Pivotal play: After the Titans made it a one-score game with 2:40 left, coach Mike Vrabel decided on a 2-point conversion attempt. Trailing by eight, Levis hit Hopkins to make it a six-point game, putting the Titans in position to go up by one point when Henry crossed the goal line with 1:49 left. One could argue that the call wound up being the difference in the game.

Under-the-radar stat that matters: The Titans’ red zone defense entered the week allowing opposing offenses to score touchdowns on an NFL-best 37% of their visits inside the 20-yard line. Miami’s 75% touchdown scoring rate in the red zone was best in the league, as well. The Dolphins’ first three trips inside Tennessee’s 5-yard line ended in just two field goals. The first drive was halted when defensive lineman TK McLendon Jr. recovered a fumble at Tennessee’s 2-yard line. The third trip was halted when Tua Tagovailoa was sacked on third down.

Describe the game in two words: Surprise, surprise. No one expected this to be a close game, but the Titans pulled off the “Vrabel Special” and managed to get the unexpected win.

Up next: vs. Houston Texans (1 p.m. ET, Sunday)


Miami Dolphins (9-4)

In a game where both teams struggled, the Dolphins had a harder time finishing, surrendering 15 unanswered points in the final four minutes.

The NFL’s best red zone offense failed to score touchdowns on three of its five red zone trips as Miami squandered an opportunity to reclaim the top seed in the AFC.

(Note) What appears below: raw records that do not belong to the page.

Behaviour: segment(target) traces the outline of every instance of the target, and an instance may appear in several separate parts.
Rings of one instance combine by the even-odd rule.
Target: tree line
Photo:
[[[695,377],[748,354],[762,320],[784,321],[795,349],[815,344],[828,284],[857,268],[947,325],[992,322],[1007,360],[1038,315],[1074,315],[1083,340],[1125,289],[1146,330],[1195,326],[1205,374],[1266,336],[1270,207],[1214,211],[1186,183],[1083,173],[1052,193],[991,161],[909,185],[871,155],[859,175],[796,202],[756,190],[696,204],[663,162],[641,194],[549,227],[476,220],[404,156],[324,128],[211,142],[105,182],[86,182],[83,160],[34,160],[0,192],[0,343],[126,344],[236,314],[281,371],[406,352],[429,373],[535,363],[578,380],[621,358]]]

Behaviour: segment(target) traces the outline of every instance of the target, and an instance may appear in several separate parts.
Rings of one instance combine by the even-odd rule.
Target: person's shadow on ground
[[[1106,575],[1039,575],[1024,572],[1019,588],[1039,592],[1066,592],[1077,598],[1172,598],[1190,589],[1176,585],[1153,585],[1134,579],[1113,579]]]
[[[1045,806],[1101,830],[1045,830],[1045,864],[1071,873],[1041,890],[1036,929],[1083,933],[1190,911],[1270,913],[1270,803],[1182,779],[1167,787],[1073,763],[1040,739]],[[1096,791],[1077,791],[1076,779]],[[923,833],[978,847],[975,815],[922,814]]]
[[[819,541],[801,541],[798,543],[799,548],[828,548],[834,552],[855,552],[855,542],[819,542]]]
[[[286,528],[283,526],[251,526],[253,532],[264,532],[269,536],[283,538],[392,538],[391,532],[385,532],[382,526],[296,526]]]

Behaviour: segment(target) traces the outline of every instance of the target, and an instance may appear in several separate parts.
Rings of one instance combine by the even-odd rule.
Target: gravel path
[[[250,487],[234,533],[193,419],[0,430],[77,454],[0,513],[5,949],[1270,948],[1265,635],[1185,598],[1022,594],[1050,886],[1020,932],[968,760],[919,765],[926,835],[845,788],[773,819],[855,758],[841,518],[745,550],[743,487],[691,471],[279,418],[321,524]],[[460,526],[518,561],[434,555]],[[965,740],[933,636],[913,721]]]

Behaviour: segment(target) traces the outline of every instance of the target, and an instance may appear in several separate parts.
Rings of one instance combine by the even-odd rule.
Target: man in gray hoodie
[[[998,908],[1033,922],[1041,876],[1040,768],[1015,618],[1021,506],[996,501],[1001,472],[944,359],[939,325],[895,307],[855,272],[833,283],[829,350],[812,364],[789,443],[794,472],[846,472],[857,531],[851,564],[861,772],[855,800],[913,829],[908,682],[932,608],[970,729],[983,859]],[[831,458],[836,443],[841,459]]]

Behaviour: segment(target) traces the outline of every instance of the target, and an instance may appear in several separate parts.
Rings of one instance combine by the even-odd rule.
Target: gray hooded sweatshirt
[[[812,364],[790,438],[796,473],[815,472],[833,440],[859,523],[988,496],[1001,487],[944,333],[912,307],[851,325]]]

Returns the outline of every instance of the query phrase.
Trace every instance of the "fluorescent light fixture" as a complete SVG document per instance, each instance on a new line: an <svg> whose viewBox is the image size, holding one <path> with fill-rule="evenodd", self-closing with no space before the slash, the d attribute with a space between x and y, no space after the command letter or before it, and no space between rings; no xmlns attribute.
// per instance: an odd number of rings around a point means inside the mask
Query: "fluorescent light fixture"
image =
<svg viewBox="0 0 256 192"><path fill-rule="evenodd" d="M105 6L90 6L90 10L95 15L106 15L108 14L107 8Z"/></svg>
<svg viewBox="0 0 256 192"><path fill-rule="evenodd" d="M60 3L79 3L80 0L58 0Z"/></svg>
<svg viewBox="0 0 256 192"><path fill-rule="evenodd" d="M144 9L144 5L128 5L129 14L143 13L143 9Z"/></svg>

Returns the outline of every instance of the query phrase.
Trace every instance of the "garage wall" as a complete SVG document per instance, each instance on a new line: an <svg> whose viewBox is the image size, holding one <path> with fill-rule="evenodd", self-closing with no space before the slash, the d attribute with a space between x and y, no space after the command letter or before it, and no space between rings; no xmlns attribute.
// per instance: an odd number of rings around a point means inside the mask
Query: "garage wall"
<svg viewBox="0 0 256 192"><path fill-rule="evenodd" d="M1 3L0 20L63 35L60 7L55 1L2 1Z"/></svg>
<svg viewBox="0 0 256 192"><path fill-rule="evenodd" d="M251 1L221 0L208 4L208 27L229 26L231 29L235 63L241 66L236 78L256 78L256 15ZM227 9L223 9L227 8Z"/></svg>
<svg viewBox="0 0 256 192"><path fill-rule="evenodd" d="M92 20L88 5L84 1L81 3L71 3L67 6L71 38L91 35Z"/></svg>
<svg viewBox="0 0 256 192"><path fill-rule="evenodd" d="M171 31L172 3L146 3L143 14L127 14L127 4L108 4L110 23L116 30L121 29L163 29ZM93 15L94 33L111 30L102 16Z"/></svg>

According to Next Gen Stats, the Dolphins had a greater-than-99% chance to win the game with 3:59 remaining in the fourth quarter, and still had a 66% chance of winning when they took the field trailing by a point with 1:49 on the clock.

Instead, their game-winning drive came up short, leaving a crowd of 68,000 fans in stunned silence.

Miami will host the New York Jets and Dallas Cowboys over the next two weeks before traveling to Baltimore to face the Ravens in a game that could decide the conference’s top seed. It will end the regular season at home against a Bills team that could be fighting for a playoff seed — or possibly a fourth straight AFC East title.

QB breakdown: This was a tough night for those who believe Tagovailoa is more of an MVP candidate than dynamic receiver Tyreek Hill. With the NFL’s leading receiver out for most of the first half with an apparent ankle injury, Tagovailoa and the offense did not effectively move the ball through the air and failed to score a point. He finished 22-for-33 passing for 240 yards with no touchdowns or interceptions — but the absence of four starting offensive linemen also led to him facing pressure on more than 40% of his dropbacks. He didn’t put the ball in harm’s way, save a pair of errant passes, but he was more of a game manager in this one than he has been all season.

Describe the game in two words: Injury scares. After entering the game without three starters, the Dolphins saw injuries to four more — Xavien Howard, Jaylen Waddle, Connor Williams and Hill — in the first quarter. Howard and Waddle returned nearly right away, but Williams was ruled out with a knee injury and Hill returned in the third quarter after an extended stay on the sideline but was clearly hobbled. There’s no immediate word on the extent of Williams’ injury, but Miami’s offensive line is decimated and its most difficult stretch of the season is coming up quickly.

Promising trend: The Dolphins’ defense scored a touchdown for the third game in a row, this time on a Zach Sieler pick-six. Their offense struggled in stretches, but that defensive touchdown kept the game within reach in the first half — and a timely recovered fumble late in the fourth quarter looked like it would be enough to position the team to win. Miami has fielded the best defense in the NFL over the past month, and it showed its value once again Monday night.

Up next: vs. New York Jets (1 p.m. ET, Sunday).